3. Shell logging Bash
Shell in /. Bash_history "(" ~ /"Indicates the user directory.) The file saves 500 used commands, which makes it easy to enter the used long commands. Each user with an account in the system has a ". bash_history" file in his directory. Bash shell should save a small number of commands and delete these historical commands every time the user logs out.
Step 1:
The "HISTFILESIZE" and "HISTSIZE" lines in the "/etc/profile" file determine the number of old command lines that can be saved in the ". bash_history" file of all users. We strongly recommend that you set the values of "HISTFILESIZE" and "HISTSIZE" in the "/etc/profile" file to a smaller number, such as 30. Edit the profile file (vi/etc/profile) and change the following line:
HISTFILESIZE = 30
HISTSIZE = 30
This means that each user's ". bash_history" file can only save 30 old commands.
Step 2:
In the "/etc/skel/. bash_logout" file, add the following line "rm-f $ HOME/. bash_history ". In this way, the ". bash_history" file will be deleted every time you log out.

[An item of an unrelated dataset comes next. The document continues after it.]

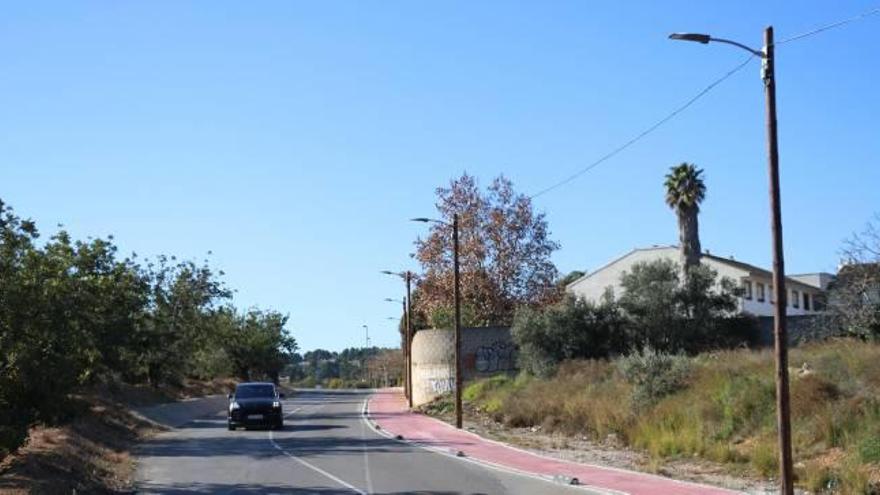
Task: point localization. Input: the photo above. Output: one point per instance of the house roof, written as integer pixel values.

Edit the. bash_logout file (vi/etc/skel/. bash_logout) and add the following line:
Rm-f $ HOME/. bash_history
4. Disable the Control-Alt-Delete command on the keyboard.

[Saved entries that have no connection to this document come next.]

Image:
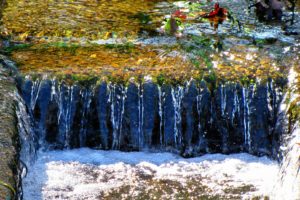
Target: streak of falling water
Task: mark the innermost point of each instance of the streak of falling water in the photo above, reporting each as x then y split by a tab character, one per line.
160	112
177	95
246	118
141	116
199	99
86	96
26	133
223	100
65	102
35	90
117	109
236	106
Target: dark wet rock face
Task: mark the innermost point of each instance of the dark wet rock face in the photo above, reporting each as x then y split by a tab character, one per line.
190	119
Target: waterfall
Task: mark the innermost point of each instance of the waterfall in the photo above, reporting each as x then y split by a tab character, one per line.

Comment out the following line in the "/etc/inittab" file (use #):
Ca: ctrlaltdel:/sbin/shutdown-t3-r now
Changed:
# Ca: ctrlaltdel:/sbin/shutdown-t3-r now
To make this change take effect, enter the following command:
#/Sbin/init q
5. Set permissions for the script file under "/etc/rc. d/init. d ".
Set permissions for script files of programs executed during execution or shutdown.
# Chmod-R 700/etc/rc. d/init. d /*
This indicates that only the root user can read, write, and execute script files in this directory.
6. Hide System Information
By default, When you log on to the linux system, it will tell you the name, version, kernel version, and server name of the linux release. This information is sufficient for hackers to intrude into your system. You should show it only one!
"Login:" prompt.
Edit
/Etc/rc. d/rc. local"
File, add "#" in front of the lines shown below to comment out the command for output information.
# This will overwrite/etc/issue at every boot. So, make any changes you
# Want to make to/etc/issue here or you will lose them when you reboot.
# Echo "">/etc/issue
# Echo "$ R">/etc/issue
# Echo "Kernel $ (uname-r) on $ a $ (uname-m)">/etc/issue
#
# Cp-f/etc/issue/etc/issue.net
# Echo>/etc/issue
Delete the "isue.net" and "issue" files under the "/etc" directory:
# Rm-f/etc/issue
# Rm-f/etc/issue.net
7. Disable unused SUID/SGID programs
If a program is set to SUID root, normal users can run the program as root. The Network Management should use SUID/SGID programs as little as possible to prohibit all unnecessary SUID/SGID programs.
Find the programs that use the s-bit in the root-owned program:
# Find/-type f (-perm-04000-o-perm-02000)-exec ls-lg {};
Use the following command to disable the selected program with s-bit:
The content source of this page is from Internet, which doesn't represent Alibaba Cloud's opinion;
products and services mentioned on that page don't have any relationship with Alibaba Cloud. If the
content of the page makes you feel confusing, please write us an email, we will handle the problem
within 5 days after receiving your email.
If you find any instances of plagiarism from the community, please send an email to:
info-contact@alibabacloud.com
and provide relevant evidence. A staff member will contact you within 5 working days.